I’m not the world’s greatest soft coral expert, especially when it comes to the nephtheid-type corals. They tend to be classified quite simply in my mind as Dendronephthya, Scleronephthya, and an amorphous group known as ‘other’. For a photographer, that’s fine. I’m more interested in capturing color and form than learning how arrangements of sclerites identify an animal to species level. I might not know all the species, but I can usually recognize something with a form and structure I’ve never seen before.
On a recent dive on the shaded side of a Red Sea reef, I came across this interesting looking coral. The reef was a wee rock in the middle of the ocean, just a hundred meters long or so, but its steep sides were clothed in soft corals, especially on the shaded side, and at a depth where light was limited. This was very much the realm of the azooxanthellate.

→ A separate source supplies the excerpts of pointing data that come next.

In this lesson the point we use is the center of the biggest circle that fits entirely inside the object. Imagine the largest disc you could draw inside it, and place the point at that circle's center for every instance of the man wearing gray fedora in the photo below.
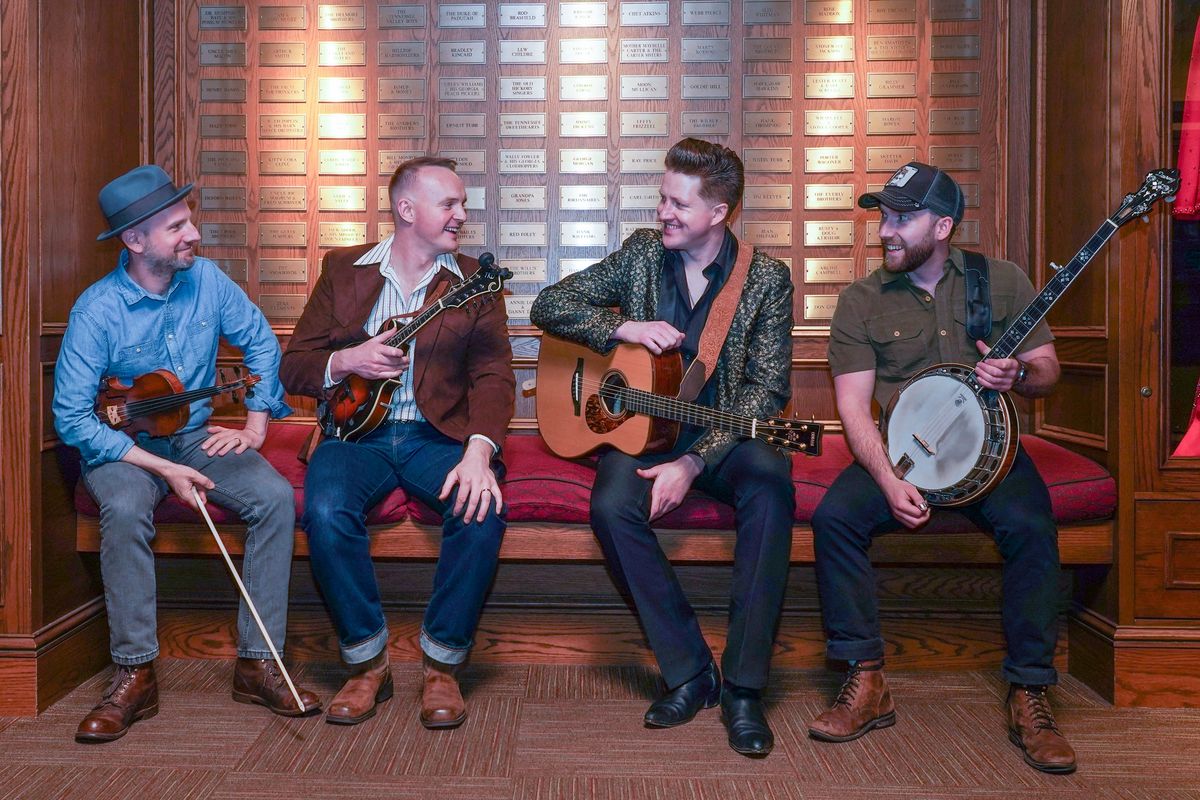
(165, 308)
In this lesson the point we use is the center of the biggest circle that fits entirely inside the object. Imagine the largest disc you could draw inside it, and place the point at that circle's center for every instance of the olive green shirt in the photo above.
(888, 324)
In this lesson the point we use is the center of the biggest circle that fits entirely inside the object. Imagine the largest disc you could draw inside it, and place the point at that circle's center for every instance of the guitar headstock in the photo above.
(1159, 184)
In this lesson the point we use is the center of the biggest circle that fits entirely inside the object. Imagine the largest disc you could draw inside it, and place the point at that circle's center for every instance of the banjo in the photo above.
(951, 437)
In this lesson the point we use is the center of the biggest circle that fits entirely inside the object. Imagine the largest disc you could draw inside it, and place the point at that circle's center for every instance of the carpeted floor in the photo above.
(575, 732)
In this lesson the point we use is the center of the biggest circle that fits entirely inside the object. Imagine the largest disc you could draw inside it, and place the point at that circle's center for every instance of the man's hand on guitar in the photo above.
(654, 336)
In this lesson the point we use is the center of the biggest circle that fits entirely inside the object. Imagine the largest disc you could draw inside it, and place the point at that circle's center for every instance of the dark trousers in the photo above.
(754, 479)
(1017, 512)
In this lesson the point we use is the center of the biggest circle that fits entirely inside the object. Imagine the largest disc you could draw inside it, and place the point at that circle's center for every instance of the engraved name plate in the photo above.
(583, 198)
(829, 233)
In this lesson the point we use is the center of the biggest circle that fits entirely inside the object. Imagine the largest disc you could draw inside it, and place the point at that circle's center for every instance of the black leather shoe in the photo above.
(745, 721)
(682, 703)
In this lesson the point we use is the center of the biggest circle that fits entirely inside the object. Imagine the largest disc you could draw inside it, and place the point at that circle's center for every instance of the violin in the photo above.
(155, 403)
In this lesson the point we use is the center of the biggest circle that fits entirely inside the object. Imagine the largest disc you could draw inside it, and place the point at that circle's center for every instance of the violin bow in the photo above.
(250, 603)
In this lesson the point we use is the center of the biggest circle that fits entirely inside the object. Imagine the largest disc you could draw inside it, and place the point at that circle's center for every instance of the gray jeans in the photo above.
(127, 495)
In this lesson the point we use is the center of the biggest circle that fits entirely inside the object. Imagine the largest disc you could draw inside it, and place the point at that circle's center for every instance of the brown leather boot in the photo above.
(132, 696)
(259, 680)
(358, 698)
(442, 704)
(1032, 728)
(863, 704)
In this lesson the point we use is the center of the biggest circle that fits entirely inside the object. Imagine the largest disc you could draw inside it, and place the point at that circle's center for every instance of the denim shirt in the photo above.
(119, 329)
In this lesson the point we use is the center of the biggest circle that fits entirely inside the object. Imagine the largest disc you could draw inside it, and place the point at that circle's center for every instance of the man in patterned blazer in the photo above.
(658, 290)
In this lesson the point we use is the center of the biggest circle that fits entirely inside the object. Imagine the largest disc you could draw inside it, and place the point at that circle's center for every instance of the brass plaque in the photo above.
(582, 162)
(281, 162)
(401, 90)
(645, 124)
(954, 120)
(829, 196)
(282, 54)
(283, 270)
(828, 270)
(645, 13)
(706, 13)
(642, 161)
(643, 50)
(222, 17)
(828, 160)
(519, 125)
(222, 54)
(526, 88)
(342, 162)
(964, 157)
(341, 234)
(341, 90)
(705, 124)
(828, 48)
(462, 14)
(282, 18)
(768, 196)
(341, 126)
(583, 88)
(462, 52)
(954, 47)
(282, 198)
(282, 126)
(888, 160)
(705, 88)
(341, 17)
(522, 14)
(954, 84)
(342, 198)
(402, 126)
(828, 85)
(706, 49)
(222, 126)
(583, 198)
(223, 234)
(222, 162)
(532, 162)
(281, 90)
(522, 198)
(462, 89)
(901, 121)
(402, 16)
(341, 54)
(401, 53)
(891, 11)
(466, 125)
(891, 48)
(222, 198)
(766, 124)
(522, 50)
(829, 233)
(222, 90)
(767, 86)
(583, 234)
(767, 160)
(820, 306)
(891, 84)
(828, 12)
(766, 12)
(767, 234)
(829, 122)
(522, 234)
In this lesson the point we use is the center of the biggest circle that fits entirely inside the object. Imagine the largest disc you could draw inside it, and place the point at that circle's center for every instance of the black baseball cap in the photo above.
(918, 186)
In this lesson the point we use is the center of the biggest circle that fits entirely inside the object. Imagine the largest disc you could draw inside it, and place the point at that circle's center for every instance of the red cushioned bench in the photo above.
(547, 500)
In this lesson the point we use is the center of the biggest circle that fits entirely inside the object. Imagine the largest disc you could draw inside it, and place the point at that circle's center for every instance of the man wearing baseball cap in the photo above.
(165, 308)
(906, 316)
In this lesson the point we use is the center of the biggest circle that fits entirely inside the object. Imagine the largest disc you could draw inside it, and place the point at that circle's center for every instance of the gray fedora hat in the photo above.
(136, 196)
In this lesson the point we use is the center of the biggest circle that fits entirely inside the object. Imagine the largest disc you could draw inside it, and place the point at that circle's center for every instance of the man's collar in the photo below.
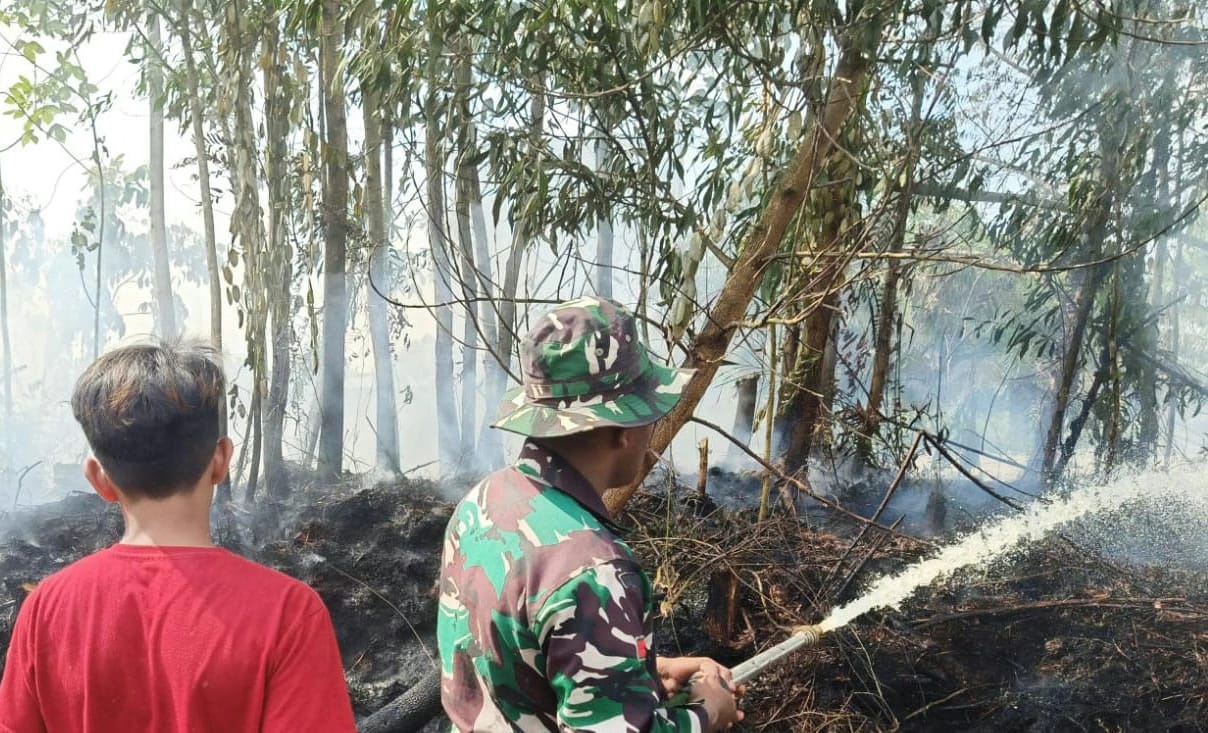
(547, 466)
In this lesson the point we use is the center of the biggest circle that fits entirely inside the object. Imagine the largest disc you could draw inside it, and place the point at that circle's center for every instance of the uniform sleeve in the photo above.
(594, 641)
(19, 711)
(306, 687)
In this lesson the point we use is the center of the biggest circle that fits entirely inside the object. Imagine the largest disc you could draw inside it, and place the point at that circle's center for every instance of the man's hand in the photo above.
(708, 682)
(675, 672)
(719, 700)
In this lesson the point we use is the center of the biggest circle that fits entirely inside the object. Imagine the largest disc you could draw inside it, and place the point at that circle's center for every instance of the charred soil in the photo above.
(1056, 639)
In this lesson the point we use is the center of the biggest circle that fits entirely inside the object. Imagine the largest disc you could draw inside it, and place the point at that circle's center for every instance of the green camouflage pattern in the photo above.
(585, 367)
(545, 616)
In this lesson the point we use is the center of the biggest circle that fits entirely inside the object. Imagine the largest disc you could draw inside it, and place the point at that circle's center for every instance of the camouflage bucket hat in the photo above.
(585, 367)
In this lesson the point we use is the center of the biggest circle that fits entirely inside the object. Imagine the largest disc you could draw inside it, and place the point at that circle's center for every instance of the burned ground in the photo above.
(1053, 639)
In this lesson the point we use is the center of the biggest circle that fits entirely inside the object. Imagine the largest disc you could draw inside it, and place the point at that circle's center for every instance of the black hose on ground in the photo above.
(411, 710)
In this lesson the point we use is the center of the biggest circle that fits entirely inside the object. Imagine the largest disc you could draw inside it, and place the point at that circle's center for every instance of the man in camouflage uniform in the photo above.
(545, 615)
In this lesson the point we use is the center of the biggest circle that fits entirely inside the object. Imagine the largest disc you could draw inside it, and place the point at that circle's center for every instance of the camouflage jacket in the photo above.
(545, 615)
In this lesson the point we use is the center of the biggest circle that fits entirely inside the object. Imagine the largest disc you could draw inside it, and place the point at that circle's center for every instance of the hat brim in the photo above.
(658, 391)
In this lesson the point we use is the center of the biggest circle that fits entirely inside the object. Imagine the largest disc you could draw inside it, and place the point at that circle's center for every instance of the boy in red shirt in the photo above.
(164, 632)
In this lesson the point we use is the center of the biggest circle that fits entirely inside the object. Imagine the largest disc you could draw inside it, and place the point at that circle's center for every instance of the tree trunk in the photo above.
(603, 238)
(887, 315)
(468, 273)
(387, 423)
(207, 195)
(803, 406)
(247, 220)
(491, 448)
(521, 236)
(439, 245)
(5, 341)
(335, 211)
(166, 307)
(848, 87)
(744, 412)
(1172, 408)
(1150, 336)
(278, 262)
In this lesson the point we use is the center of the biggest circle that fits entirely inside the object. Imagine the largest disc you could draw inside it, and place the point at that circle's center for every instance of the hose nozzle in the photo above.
(802, 636)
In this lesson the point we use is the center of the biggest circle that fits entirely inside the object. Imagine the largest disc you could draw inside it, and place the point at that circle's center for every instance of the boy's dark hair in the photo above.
(151, 414)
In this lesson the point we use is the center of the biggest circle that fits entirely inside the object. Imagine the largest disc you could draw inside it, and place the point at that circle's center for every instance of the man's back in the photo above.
(167, 639)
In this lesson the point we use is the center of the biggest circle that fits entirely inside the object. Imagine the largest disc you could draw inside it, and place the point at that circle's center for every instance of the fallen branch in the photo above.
(806, 488)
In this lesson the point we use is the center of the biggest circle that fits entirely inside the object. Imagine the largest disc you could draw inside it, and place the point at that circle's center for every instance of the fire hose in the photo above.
(803, 636)
(412, 710)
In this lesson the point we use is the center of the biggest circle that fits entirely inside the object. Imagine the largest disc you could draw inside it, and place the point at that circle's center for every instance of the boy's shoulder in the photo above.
(218, 562)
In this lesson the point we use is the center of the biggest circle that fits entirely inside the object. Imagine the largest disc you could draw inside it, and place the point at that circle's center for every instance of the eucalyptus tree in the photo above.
(332, 36)
(1109, 114)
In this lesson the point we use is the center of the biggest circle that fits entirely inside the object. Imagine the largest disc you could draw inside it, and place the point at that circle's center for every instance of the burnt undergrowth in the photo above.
(1057, 638)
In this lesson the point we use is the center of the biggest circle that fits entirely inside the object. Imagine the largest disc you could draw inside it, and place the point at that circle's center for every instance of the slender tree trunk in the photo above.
(848, 87)
(603, 239)
(196, 114)
(439, 244)
(387, 424)
(521, 236)
(802, 411)
(744, 412)
(1171, 408)
(5, 341)
(468, 273)
(491, 448)
(166, 307)
(887, 315)
(1150, 336)
(278, 262)
(247, 221)
(335, 209)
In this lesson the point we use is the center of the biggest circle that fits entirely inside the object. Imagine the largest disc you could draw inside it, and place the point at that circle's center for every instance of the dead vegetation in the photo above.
(1056, 639)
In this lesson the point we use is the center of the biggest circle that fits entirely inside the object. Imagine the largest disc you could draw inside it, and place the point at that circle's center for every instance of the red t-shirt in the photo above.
(173, 639)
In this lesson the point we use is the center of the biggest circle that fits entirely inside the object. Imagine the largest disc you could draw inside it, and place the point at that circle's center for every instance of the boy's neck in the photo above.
(179, 521)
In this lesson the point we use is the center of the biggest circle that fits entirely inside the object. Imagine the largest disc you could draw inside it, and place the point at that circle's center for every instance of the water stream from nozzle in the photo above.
(1037, 521)
(985, 545)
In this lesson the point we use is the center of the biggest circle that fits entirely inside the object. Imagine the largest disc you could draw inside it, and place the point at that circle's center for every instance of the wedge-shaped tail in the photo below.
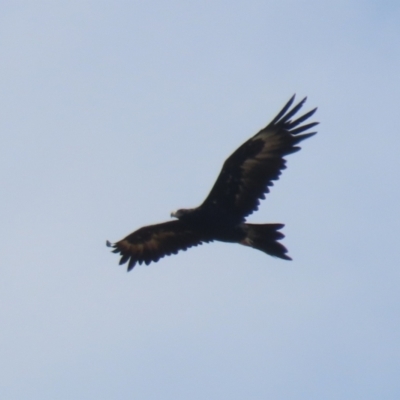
(265, 238)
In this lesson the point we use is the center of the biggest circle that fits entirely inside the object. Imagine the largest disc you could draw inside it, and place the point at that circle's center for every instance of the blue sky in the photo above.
(113, 114)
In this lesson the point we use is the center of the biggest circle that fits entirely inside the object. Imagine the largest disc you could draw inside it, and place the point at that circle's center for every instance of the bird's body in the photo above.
(244, 180)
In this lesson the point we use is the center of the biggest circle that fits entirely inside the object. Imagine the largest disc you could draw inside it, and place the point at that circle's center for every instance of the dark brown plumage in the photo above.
(244, 180)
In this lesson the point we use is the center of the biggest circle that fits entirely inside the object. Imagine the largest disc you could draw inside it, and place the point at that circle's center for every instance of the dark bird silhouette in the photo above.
(245, 178)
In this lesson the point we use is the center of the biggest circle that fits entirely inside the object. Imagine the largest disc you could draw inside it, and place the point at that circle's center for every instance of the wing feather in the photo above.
(248, 173)
(150, 243)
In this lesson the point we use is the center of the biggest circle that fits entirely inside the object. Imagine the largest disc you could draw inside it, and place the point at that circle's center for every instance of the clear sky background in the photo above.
(115, 113)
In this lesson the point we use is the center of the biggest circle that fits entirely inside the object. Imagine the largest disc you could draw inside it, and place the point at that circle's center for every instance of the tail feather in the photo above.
(265, 238)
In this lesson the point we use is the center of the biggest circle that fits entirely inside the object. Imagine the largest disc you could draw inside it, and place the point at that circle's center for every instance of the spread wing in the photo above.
(153, 242)
(248, 173)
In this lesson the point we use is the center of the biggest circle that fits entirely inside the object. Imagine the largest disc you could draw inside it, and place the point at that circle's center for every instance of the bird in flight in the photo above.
(245, 178)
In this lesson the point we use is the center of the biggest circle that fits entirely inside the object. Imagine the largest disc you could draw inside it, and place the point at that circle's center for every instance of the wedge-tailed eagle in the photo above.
(244, 180)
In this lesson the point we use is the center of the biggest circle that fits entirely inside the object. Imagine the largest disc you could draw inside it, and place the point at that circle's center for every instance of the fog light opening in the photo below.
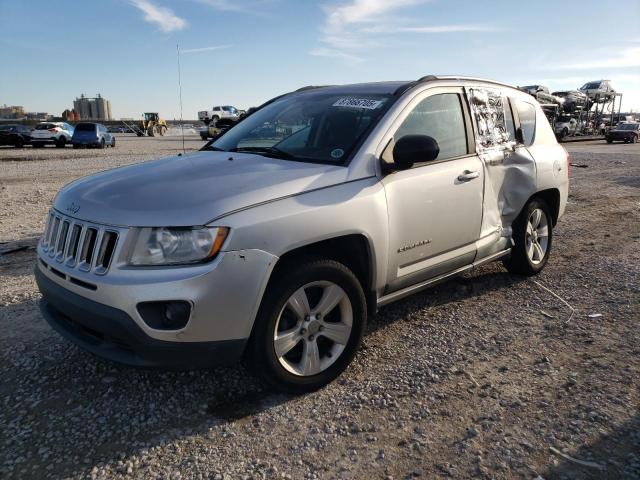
(165, 315)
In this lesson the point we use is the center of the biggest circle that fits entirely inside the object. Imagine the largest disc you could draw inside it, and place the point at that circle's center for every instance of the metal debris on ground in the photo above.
(573, 310)
(575, 460)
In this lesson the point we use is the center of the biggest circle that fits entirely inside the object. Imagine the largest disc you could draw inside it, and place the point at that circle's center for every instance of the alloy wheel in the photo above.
(537, 236)
(313, 328)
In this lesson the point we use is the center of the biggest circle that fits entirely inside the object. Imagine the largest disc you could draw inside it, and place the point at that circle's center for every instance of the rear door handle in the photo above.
(468, 175)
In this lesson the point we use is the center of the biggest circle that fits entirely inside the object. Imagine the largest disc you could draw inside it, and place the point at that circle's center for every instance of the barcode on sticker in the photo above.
(358, 103)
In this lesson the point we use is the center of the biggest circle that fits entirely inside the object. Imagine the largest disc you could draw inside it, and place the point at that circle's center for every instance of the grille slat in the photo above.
(62, 240)
(85, 246)
(54, 236)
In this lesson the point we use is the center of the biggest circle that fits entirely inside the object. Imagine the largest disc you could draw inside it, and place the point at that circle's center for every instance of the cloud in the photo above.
(204, 49)
(433, 29)
(252, 7)
(355, 25)
(161, 16)
(333, 53)
(629, 57)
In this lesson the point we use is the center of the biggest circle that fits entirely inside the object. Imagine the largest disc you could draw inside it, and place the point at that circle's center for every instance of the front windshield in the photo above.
(312, 126)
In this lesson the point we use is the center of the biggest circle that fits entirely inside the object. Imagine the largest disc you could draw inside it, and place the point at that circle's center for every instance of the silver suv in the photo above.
(277, 240)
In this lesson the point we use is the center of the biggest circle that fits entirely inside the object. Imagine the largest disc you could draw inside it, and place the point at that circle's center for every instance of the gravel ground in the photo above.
(485, 376)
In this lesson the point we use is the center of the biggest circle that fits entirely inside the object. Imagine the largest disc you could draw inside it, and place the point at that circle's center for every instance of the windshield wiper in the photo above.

I’d dropped down past some amazing hard corals and all the colorful surface life to explore the wall and the various small overhangs when I came across a coral I later found belonged to the Chironephthya genus. My guide book suggests that this species is C. variabilis, which is uncommon in the region, though it is often found on shaded cave ceilings.
I did a quick bit of internet searching to try to find out how many species there are in the genus, the highest number I could find was one estimate of about twenty. I suspect that there’s still much to learn about this genus. If anyone has any information, I’d be interested in hearing more.